When it comes to business, corporations can contribute to candidates only from PAC funds. Further, when a corporation sells you a gallon of gas or a prescription drug, it cannot deposit the receipts in its PAC. Rather, corporate PACs must raise their funds from voluntary contributions by individual employees and shareholders of the firm. And a PAC may contribute no more than $5,000 per election to a candidate’s campaign.

That means that a candidate hoping to match Ocasio-Cortez’s 2018 campaign haul of $2,084,838 would need the support of at least 417 PACs, if each gave $5,000. Let’s start with one PAC from each of the three industries that Ocasio-Cortez cited as “special interests.”

For “fossil fuels,” we’ll go with the Left’s favorite whipping boy, Koch Industries PAC. For the pharmaceutical industry, let’s take Pfizer Inc. PAC, and for “health care,” UnitedHealth Group PAC. Using data from the Federal Election Commission, we can determine that those three PACs alone represent at least 16,631 individual donors.

To match Ocasio’s-Cortez’s fundraising haul, our fictitious candidate would still need another 414 PACs to help him out. Perhaps we should add a defense contractor — say, Honeywell International PAC. The auto industry? General Motors’ PAC. Telecom? Let’s add AT&T. We now have a total of at least 61,936 individual donors, just from these six PACs.

Ocasio-Cortez has boasted that the average contribution to her campaign was $22. That means she would have had 94,765 individual donors. With 411 more PACs to go, it is obvious that the PAC-funded “bad guy” would be backed by the voluntary contributions of far, far more individuals than financially supported her campaign.

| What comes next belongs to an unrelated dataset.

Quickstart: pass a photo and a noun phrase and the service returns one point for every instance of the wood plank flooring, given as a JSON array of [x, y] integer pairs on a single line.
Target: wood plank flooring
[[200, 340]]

So why does Ocasio-Cortez tar as “special interests” those Americans who voluntarily contribute to employer-sponsored PACs? She expressed concern that these contributors might favor “deregulation.” Meanwhile, she has proposed a 70 percent top tax rate and proposed a Green New Deal that would essentially abolish the aviation, auto, energy, and mining industries, among others. Why is it illegitimate for shareholders and employees in those industries to voice their opinions on regulatory schemes that would leave them bankrupt and unemployed?

The answer seems to be that Ocasio-Cortez believes that political participation by those with opposing views is illegitimate — that her political opponents are, by definition, “bad guys.” H.R. 1 suggests that her views are widely shared in the Democratic party. That attitude, far more than employer-sponsored PACs, is a real threat to democracy.